Tra problemi vari, alcuni forfait e la convocazone di giocatori esterni, la partita la si riesce finalmente ad organizzarla. I drammi climatici ci perseguitano nel pre-partita, tutti pensavano che il match non avrebbe avuto luogo.

Fortunatamente nessuno si è scoraggiato, e in quel di Quattromiglia pronti a dare vita alla competizione, si sono ritrovati tutti questi ragazzi. Il match inizia!

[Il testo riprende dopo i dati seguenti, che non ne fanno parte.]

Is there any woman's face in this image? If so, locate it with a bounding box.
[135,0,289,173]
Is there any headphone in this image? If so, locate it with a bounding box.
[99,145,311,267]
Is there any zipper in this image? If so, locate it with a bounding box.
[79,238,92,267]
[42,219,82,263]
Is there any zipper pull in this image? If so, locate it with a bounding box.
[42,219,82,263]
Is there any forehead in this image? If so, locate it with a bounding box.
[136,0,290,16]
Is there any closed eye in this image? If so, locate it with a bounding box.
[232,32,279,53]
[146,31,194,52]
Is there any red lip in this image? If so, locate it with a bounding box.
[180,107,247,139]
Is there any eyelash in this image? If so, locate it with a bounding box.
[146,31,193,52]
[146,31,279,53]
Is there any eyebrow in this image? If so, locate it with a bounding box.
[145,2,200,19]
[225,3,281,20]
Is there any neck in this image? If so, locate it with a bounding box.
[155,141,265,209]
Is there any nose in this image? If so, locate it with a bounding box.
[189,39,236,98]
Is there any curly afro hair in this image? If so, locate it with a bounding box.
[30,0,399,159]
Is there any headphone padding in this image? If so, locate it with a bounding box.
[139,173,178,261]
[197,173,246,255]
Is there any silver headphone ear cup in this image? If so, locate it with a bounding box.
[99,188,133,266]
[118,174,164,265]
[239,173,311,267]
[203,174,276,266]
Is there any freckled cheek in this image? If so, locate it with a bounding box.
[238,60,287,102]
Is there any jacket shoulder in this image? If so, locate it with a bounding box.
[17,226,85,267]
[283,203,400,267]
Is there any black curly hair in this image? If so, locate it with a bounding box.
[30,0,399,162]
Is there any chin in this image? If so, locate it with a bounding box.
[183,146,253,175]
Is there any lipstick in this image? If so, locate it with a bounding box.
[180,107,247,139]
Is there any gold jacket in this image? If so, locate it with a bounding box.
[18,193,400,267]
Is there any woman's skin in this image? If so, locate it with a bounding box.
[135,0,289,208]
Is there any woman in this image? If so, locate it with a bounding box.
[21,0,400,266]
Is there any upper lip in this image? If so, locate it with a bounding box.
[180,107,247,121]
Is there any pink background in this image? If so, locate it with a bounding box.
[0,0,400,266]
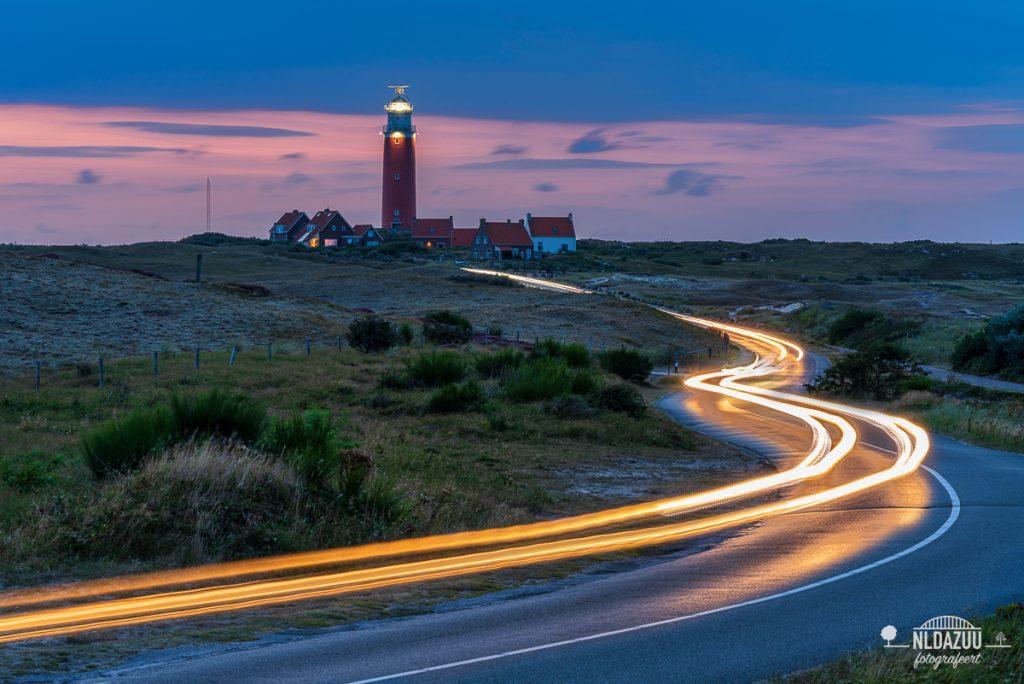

Dopo una situazione costante di pareggio, protrattasi fino al 5 a 5 ( se non di più), arriva il padrone del campo, il quale ci dice di finire l'ultima azione e poi fermarci, in quel momento accade il misfatto: mischia in area, presunta carica sul portiere, serie di rimpalli e goal fortunoso della squadra Blu ( cioè, sopraindicata con i pallini blu).

Di seguito le pagelle:

Squadra Blu

Andrea A. voto 7- Non viene mai impegnato da grandi capolavori balistici, ma quando si richiede il suo aiuto, sa come farsi trovare. AL POSTO GIUSTO

Federico voto S.V. Non si evidenzia nel bene, ma neanche nel male, anzi qualcosina riesce a farla. LI PER GIOCO

Sconosciuto (Max) voto 6,5 Grazie all'appoggio dei compagni di squadra riesce a diventare quasi un giocatore nuovo, si fa trovare in attacco, ma soprattutto riesce a chiudere in difesa. RINNOVATO

Salvatore voto 7- Le sue discese sulla fascia sono sempre fugaci e repentine. Abile nello scambio, pur non riuscendo ad essere incisivo nella finalizzazione. Resta comunque uno degli elementi più validi. ASCENDENTE

Cesar voto 7,5 E' lui il toro, il bomber, l'uomo che trascina tutta la squadra. E' lui a portare i suoi uomini alla vittoria, non so se sono gli altri ad essere poco allenati o lui che è diventato più forte. Porta la sua firma sulla maggiorparte dei goal. CAVANI

Squadra Gialla

Portiere Sconosciuto ( Amico di Simone) voto 7+ In questa partita è l'uomo salvezza, importante per l'apporto tattico dato alla squadra, che lui cerca di gestire dalla porta. Le parate naturalmente non mancano, ancor meglio nelle uscite. PAROLE GIUSTE

Sandro voto 6+ Soffre la presenza di un Cesar più pungente di sempre, soffre il rimanere solo contro due o tre avversari. Lui come tutti ha problemi con il pallone bagnato, che comunque riesce a gestire nel migliore dei modi nella fase di impostazione. MEGLIO TERZINO

Simone voto 6,5 Dove è il Simone di una volta? E' possibile che basta l'infortunio e qualche goccia d'acqua per diminuire il suo peso quantitativo in campo? Resta comunque l'uomo in più, che si porta varie volte rete. ATTENDENDO LA GUARIGIONE

Andrea S. voto 6,5 La sua situazione è analoga a quella di Simone. Lui è fermo da molto, ma l'impegno c'è, infatti riesce a siglare anche delle reti. ATTENDENDO IL RITMO

Walter voto 6,5 La storia si ripete anche con lui. Non gioca da molto, cerca di impegnarsi, ma ora come ora, saranno i capelli corti, ma non riesce ad essere deciso e decisivo come nel passato. Riesce comunque a siglare alcuni goal in vecchio stile. ATTENDENDO LA FORMA

Con questo vi saluto. Alla prossima!